Canon 180mm f3.5 L Macro
The most obvious working difference between the 180mm and 100mm lenses is that the 180mm lens allows a longer working distance whilst maintaining the same magnification. This characteristic has allowed me to get images that I would not have otherwise been able to get - or at least without considerable fiddling about and more patience and time than I have! I have, for example, been able to get a lower view of mushrooms growing out of logs; the tripod has remained on the ground and the lens does not have to rest on the log itself.
(2007-6444) Geranium. Canon 5D with 180mm f3.5 L macro lens
This lens is bigger and heavier than the 100mm lens and feels of sturdier construction to the point it feels like you could use it to knock nails in without damage. I do not intend to try however. As with other L lenses it comes with a lens hood rather than a very expensive extra piece of plastic, a carrying pouch and a lens plate.

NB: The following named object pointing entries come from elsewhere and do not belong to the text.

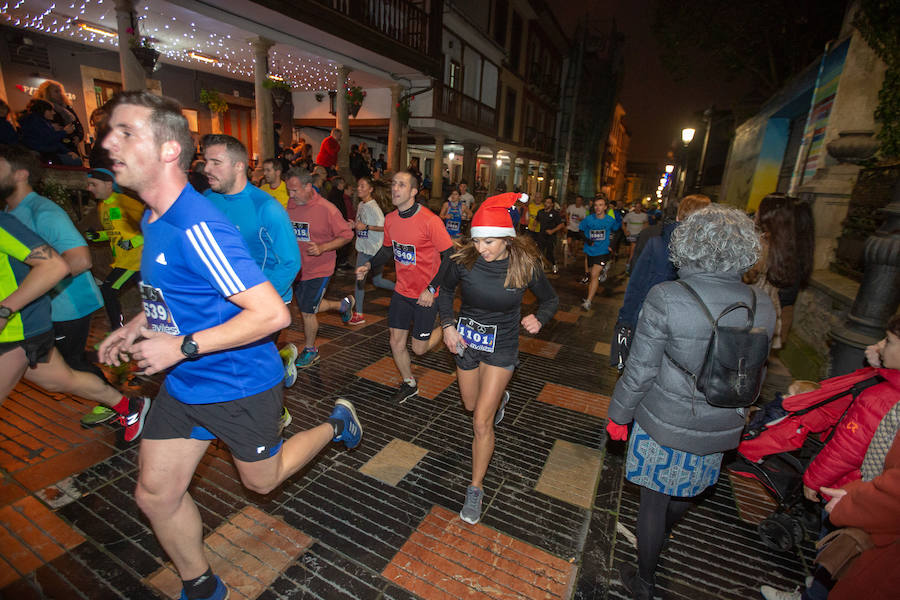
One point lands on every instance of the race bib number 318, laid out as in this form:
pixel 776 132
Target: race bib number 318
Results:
pixel 404 254
pixel 159 317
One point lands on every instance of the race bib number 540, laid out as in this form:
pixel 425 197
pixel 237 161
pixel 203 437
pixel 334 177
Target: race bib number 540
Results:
pixel 159 317
pixel 404 254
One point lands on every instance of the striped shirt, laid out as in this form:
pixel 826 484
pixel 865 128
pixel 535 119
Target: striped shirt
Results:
pixel 194 259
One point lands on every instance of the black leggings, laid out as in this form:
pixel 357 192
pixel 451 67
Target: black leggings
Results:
pixel 657 514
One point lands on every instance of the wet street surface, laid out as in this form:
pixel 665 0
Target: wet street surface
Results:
pixel 381 521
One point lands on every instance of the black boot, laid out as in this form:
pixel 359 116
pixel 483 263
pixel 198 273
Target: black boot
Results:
pixel 634 585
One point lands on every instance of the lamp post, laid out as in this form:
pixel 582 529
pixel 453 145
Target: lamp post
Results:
pixel 707 118
pixel 687 136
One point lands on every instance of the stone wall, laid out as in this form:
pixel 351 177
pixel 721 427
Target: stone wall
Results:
pixel 823 305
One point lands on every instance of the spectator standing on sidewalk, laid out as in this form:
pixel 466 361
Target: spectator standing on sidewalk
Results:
pixel 550 222
pixel 329 150
pixel 319 230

For macro work this lens simply cannot be used hand-held. Given the focal length any small vibration will cause movements to be easily seen and captured. It is also a good idea to use mirror lock-up and a remote release to avoid any potential movements as with any macro work.
The longer subject distance with this lens provides greater flexibility in arranging lighting of the subject. As mentioned above I do not use macro flash devices and prefer whenever possible to use natural light. This means I do use reflectors to guide light towards the subject wherever practical and the extra working distance helps this enormously. Another by-product of the extra distance is that when using extension tubes the lens hood is still a distance away and doesn't interfere as much!
The image quality of this lens is superb and I am particularly impressed in the way it renders out of focus areas. The bokeh is somewhat smoother (in my view) than the 100mm lens, but given the shallower depth of field from this lens it is also easy to overdo the "artistic" out of focus look, so requires careful control. It should be noted that autofocus on this lens is slow, but this does not bother me in the slightest as for macro work I always use manual focussing. Of course, it can be used as a telephoto lens, and a very good one at that, although the autofocus speed may then prove an issue. But then I would almost certainly be using my 70-200mm f2.8 lens for that work, so for me, it is not an issue but I thought I should comment.
Comparing the two lenses
If I could only keep one lens, which would it be? Probably the 180mm lens as I tend to use it more often at present. Having said that it is not a fair test as apart from the fact they can both provide the same magnification they are quite different lenses. I personally prefer the 100mm lens for more general macro work and the 180mm for more creative or work to pick out details. They are both very sharp even wide open although I'm sure scientific tests would show issues, but for my day to day use they are both great lenses.
Irrespective of which lens there are a couple of additional points worth noting. As mentioned I do use extension tubes to get closer - I use the Canon tubes but others are available from Kenco or Jessops. If you do use these be careful to check they fit properly as I once had a set of the Kenco tubes that were such a tight fit on the 20D and 100mm lens that I was worried they would cause damage. The advantage of these is of course they are much cheaper - so worth checking out. I would also thoroughly recommend using the Canon angle finder to make it easier working on subjects close to the ground - small flowers or mushrooms for instance. This prevents the need for lying on cold, wet ground or snow, but be sure to pack a plastic bag or small sheet to kneel on!
Both Sigma and Tamron make alternatives to the Canon (and Nikon and other...) macro lenses. I have not tried them so cannot comment on their use or resultant image quality. However, they do tend to be somewhat less expensive, reputedly have equivalent image quality but are not necessarily as robust as the Canons. Worth looking at.